The Rewrite stars Hugh Grant and Marisa Tomei in a semi-romantic comedy written and directed by Grant’s frequent collaborator Marc Lawrence, and produced by Castle Rock Entertainment. In other words, it’s poised to become one of the biggest rom-coms of 1998. But barring the invention of time travel, The Rewrite remains tethered to the realities of film releasing in 2015, which means it will get most of its play as a VOD simulation of earlier hits. It’s a reality reflected in the movie itself; back in the ’90s, a movie where Grant plays a floundering screenwriter who takes a job as a college teacher would have been set in Los Angeles, New York City, or at least a picturesque small town. Here, Keith Michaels (Grant) takes a job in western New York State at Binghamton University, a real public college where The Rewrite really was shot (and where Lawrence really did graduate), lending it a certain overcast verisimilitude. Keith even comes to love a local sandwich called the spiedie, while Tomei’s character extols the virtue of the rare sunny Binghamton day.
Authentic western New York weather and delicacies can only go so far, though; they can’t stop The Rewrite from realizing its fate as a late-period Hugh Grant vehicle. After over a decade of Lawrence-penned roles, Grant has so internalized the more caddish aspects of his persona (best used in the first Bridget Jones movie) that he and the movie both appear oblivious to the differences between the charmingly self-deprecating bumblers of his youth and, say, a middle-aged screenwriting professor who sleeps with a student during his first week on the job. Similarly, Grant and Lawrence don’t display much distinction between jokes and dialogue timed out to sound like jokes; they rely on Grant’s faux-droll asides to create the impression of humor where very little exists. The kind of clever banter Lawrence wants to write evades his grasp; the characters in the movie who are supposed to love writing dwell on a dope’s idea of what lit majors talk about—which is to say, mainly concepts from ninth-grade English. (Sample bon mot: “Nice alliteration.”)

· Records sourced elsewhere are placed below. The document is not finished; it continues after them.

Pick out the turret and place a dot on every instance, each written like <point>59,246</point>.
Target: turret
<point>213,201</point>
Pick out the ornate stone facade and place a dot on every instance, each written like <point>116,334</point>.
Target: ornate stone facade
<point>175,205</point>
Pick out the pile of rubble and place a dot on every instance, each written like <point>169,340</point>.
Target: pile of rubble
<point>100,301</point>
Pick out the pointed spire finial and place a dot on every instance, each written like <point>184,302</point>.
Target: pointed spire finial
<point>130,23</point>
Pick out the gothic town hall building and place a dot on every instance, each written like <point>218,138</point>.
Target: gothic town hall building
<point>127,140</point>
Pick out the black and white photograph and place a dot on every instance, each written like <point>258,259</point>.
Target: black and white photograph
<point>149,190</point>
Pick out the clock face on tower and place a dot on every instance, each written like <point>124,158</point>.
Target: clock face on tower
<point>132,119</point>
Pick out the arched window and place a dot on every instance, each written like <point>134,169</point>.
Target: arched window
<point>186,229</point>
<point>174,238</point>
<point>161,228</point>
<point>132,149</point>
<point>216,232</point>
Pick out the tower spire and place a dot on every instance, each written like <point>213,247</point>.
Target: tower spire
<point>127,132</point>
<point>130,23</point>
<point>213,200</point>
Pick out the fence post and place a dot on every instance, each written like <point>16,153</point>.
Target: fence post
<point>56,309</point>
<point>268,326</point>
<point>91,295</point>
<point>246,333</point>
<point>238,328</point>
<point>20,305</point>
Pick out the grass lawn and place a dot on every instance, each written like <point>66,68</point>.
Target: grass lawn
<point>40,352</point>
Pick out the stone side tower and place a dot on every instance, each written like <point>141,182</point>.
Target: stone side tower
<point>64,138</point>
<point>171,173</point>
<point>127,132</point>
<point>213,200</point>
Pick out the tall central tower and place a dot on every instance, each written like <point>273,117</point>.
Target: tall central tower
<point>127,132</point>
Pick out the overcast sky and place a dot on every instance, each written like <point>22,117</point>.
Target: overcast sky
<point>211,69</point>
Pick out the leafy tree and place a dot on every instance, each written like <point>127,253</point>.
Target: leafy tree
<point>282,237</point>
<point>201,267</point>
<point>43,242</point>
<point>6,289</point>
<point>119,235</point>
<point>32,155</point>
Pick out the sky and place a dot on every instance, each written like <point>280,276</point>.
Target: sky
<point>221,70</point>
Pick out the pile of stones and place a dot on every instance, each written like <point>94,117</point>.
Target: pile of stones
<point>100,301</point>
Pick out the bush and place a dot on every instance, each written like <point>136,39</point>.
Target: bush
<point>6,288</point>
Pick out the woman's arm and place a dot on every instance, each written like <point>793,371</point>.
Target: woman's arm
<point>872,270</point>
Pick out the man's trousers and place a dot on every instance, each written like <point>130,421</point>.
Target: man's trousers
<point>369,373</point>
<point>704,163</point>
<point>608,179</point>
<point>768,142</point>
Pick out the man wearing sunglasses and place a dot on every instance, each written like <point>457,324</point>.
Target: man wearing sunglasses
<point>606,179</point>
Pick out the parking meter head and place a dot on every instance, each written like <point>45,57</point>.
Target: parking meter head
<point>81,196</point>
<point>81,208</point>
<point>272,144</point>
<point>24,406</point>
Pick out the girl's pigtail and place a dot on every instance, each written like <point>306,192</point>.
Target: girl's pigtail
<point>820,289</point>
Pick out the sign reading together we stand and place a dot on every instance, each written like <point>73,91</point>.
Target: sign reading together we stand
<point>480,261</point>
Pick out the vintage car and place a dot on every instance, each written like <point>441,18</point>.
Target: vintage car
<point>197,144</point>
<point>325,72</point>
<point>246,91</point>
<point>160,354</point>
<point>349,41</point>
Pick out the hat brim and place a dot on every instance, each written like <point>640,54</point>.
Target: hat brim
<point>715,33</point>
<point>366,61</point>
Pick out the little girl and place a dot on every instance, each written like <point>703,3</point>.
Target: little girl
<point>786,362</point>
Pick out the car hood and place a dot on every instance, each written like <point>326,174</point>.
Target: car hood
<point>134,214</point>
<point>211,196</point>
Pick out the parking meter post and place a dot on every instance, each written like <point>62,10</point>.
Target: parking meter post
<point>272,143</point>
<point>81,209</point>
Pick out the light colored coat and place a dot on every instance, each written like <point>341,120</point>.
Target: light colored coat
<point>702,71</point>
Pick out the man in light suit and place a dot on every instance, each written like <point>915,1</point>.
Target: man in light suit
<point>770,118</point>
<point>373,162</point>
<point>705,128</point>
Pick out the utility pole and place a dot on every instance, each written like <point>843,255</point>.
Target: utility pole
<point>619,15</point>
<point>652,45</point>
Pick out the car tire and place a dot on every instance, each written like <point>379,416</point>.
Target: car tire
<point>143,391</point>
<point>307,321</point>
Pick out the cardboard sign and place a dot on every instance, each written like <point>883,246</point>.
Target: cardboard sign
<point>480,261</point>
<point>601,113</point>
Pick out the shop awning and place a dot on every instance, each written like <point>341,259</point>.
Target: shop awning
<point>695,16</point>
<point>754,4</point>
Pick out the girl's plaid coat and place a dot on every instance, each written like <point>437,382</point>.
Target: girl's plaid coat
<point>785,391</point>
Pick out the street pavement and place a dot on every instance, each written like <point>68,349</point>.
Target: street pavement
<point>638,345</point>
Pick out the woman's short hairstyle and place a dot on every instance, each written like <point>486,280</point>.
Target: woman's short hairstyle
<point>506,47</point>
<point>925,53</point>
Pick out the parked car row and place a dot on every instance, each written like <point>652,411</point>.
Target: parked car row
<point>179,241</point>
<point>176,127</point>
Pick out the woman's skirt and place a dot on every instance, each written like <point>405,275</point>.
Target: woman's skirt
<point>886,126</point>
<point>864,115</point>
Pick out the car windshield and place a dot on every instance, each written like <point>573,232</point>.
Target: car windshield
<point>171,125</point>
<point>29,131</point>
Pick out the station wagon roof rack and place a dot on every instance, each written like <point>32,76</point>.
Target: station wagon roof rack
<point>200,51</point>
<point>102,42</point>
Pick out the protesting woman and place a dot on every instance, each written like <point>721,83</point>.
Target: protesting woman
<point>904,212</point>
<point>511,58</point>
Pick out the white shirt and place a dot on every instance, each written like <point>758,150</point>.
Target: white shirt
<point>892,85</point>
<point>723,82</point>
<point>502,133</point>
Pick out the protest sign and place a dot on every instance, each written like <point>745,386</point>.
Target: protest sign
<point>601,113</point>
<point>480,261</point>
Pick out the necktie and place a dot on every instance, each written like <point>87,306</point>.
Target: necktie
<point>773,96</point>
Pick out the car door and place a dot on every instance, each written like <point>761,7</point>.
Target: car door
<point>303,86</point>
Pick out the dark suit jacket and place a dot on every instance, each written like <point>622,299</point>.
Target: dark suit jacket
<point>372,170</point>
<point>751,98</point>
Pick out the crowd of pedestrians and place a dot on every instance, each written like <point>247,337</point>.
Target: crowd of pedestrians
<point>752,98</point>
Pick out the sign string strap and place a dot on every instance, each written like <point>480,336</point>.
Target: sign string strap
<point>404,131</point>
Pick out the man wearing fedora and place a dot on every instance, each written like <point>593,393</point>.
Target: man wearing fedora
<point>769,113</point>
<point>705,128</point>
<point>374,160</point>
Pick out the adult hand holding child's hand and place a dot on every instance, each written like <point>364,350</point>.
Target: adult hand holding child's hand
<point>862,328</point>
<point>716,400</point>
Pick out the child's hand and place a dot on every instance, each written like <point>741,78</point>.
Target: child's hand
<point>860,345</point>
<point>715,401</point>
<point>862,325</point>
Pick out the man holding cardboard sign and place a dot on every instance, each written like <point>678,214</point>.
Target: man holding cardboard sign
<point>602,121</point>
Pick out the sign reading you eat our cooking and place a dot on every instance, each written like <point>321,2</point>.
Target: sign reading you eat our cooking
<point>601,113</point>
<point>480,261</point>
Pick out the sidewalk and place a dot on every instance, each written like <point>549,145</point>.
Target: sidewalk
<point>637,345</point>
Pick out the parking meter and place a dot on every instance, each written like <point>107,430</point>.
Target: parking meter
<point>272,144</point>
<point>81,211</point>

Once in a while, Grant tosses off a funny line; more often, he’s too busy mouthing Lawrence’s patronizations. Early in the movie, Keith makes witty-sounding (which is to say, English-accented) sport of constant pitch-meeting requests for a “kickass” female character. But Lawrence stops short of parodying the hollowness of those requests, and instead settles for complaining about their supposed ubiquity. Two decades as a Hollywood screenwriter and the best satire he can muster is about the industry’s boundless and shameful appetite for strong female roles.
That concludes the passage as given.